1 Introduction

For this report, I will be using a data set consisting of delayed flight times of various airlines. In this data set, there are 11 variables and 3593 observations. The variables are:

  1. Carrier (Categorical) - The airline that the flight is taken with
  2. Airport_Distance (Numeric) - The Distance between the airports in miles
  3. Number_of_flights (Numeric) - Total no of flights in airport
  4. Weather (Numeric) - Delay due to weather condition ranked 0-10, with 0 being mild and 10 being extreme
  5. Support_Crew_Available (Numeric) - Total number of support crew available
  6. Baggage_loading_time (Numeric) - Time in minutes for loading the baggage
  7. Late_Arrival_o (Numeric) - Time in minutes for late arriving aircraft of the same flight
  8. Cleaning_o (Numeric) - Time in minutes for aircraft cleaning
  9. Fueling_o (Numeric) - Time in minutes for aircraft fueling
  10. Security_o (Numeric) - Time in minutes for security checking
  11. Arr_Delay (Numeric) - Flight Arr_Delay in minutes. It is dependent variable in the model

The goal for this analysis is to determine what factors affect the delayed arrival times.
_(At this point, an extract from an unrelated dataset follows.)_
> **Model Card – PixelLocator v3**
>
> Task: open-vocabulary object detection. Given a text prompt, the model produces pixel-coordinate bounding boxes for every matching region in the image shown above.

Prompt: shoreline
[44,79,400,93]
flight1 <- read.csv("flight_delay-data.csv")

2 Fitting the Model: Part 1 - Exploration

2.1 Full Model

To start, the full Mulitple Linear Regression model will be fitted with all of the variables in the data set.

full.model <- lm(Arr_Delay ~ ., data = flight1)

Can this model be changed before any sort of analysis is done?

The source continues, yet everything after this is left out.